Jacques Marie Joseph Manuel Fourcade est un homme politique français, né le 27 avril 1902 à Paris 9e et mort le 5 septembre 1959 à Villechauve (Loir-et-Cher), dans un accident de voiture (il avait perdu le contrôle de son véhicule).

BiographieModifier

Il est le fils de Manuel Fourcade, bâtonnier de l'ordre et sénateur des Hautes-Pyrénées, et le petit-fils de l'avocat Henry du Buit, bâtonnier de l'ordre des avocats de Paris.

Diplômé des sciences politiques et docteur en droit, il devient, en 1928, secrétaire de la conférence du stage. En 1931, il devient directeur du cabinet de Léon Bérard, ministre de la Justice.

En 1934, il reçoit le prix Archon-Despérouses[1].

Il est élu conseiller général du canton de Vic-en-Bigorre en 1937.

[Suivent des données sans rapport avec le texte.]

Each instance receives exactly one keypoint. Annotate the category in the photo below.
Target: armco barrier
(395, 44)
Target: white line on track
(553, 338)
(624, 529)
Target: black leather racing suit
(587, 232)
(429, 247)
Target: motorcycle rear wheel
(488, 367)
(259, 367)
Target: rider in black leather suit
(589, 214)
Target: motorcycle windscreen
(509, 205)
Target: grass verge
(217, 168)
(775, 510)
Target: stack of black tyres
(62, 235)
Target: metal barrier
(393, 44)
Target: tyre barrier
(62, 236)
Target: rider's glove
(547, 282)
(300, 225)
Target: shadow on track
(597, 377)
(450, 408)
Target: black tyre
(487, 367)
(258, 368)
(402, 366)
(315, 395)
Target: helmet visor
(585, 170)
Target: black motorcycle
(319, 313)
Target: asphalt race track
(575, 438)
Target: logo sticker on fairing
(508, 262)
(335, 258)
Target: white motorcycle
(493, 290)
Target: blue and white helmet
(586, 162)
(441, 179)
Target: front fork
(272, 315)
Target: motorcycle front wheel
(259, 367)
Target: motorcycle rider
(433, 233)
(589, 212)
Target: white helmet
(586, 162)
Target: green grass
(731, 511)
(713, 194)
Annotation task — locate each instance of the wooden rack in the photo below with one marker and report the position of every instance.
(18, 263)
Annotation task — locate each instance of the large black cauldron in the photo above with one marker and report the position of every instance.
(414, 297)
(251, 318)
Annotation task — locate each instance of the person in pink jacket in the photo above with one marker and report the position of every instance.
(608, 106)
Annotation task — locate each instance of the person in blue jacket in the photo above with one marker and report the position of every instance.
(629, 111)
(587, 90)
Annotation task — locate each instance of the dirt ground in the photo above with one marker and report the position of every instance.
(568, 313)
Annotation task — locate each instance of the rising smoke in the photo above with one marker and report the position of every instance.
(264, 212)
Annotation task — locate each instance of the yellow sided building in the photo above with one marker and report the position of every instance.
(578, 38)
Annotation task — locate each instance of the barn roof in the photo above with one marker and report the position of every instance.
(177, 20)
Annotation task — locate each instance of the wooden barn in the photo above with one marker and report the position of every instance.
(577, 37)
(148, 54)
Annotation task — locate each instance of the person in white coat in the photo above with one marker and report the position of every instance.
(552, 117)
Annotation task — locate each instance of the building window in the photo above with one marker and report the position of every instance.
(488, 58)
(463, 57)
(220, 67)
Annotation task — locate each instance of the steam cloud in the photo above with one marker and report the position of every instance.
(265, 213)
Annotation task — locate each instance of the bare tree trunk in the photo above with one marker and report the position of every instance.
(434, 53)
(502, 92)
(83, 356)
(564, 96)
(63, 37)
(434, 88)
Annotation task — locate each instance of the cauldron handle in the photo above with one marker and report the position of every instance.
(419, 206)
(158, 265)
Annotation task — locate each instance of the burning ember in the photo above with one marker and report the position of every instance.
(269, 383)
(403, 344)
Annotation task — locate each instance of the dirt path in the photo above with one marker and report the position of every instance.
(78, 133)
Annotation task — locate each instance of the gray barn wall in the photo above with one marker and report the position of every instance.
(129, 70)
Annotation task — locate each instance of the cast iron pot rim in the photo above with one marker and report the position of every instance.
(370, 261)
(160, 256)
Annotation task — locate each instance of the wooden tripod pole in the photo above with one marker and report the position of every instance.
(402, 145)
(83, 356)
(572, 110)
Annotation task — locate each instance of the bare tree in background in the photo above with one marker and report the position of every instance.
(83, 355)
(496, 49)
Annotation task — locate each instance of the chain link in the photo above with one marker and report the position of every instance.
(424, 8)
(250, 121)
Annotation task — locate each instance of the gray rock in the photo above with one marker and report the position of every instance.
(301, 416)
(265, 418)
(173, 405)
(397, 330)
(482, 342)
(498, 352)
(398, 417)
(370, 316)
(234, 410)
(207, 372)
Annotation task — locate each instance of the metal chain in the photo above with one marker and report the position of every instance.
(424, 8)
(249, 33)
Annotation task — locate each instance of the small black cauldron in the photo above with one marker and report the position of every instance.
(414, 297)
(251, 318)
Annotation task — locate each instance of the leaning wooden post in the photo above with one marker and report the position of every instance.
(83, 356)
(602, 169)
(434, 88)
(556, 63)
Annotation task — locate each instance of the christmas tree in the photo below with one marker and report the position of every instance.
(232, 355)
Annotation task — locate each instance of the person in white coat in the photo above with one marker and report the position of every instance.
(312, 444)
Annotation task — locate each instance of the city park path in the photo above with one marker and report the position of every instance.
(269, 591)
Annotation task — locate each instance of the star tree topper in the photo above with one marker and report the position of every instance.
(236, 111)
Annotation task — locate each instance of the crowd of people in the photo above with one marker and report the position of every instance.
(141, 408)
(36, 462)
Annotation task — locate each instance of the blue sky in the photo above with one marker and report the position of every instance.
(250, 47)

Fourcade assure la défense de l'ancien ministre Guy La Chambre lors du Procès de Riom.

En 1947, il est élu conseiller de l'Union française par le Conseil de la République, et devient président de l'Assemblée de l'Union française le 11 janvier 1950. Il est député des Hautes-Pyrénées de 1951 à 1959 (Républicains indépendants, puis Indépendants et paysans d'action sociale). À l'Assemblée, il est président de la Commission des territoires d'Outre-Mer et membre de la Commission de la justice et de législation.

En 1953, il est candidat à l'élection présidentielle française (CNIP), mais n'obtient que 6.68% au premier tour.

Il devient président de la Haute Cour de justice le 28 février 1957 et membre du Comité consultatif constitutionnel en 1958.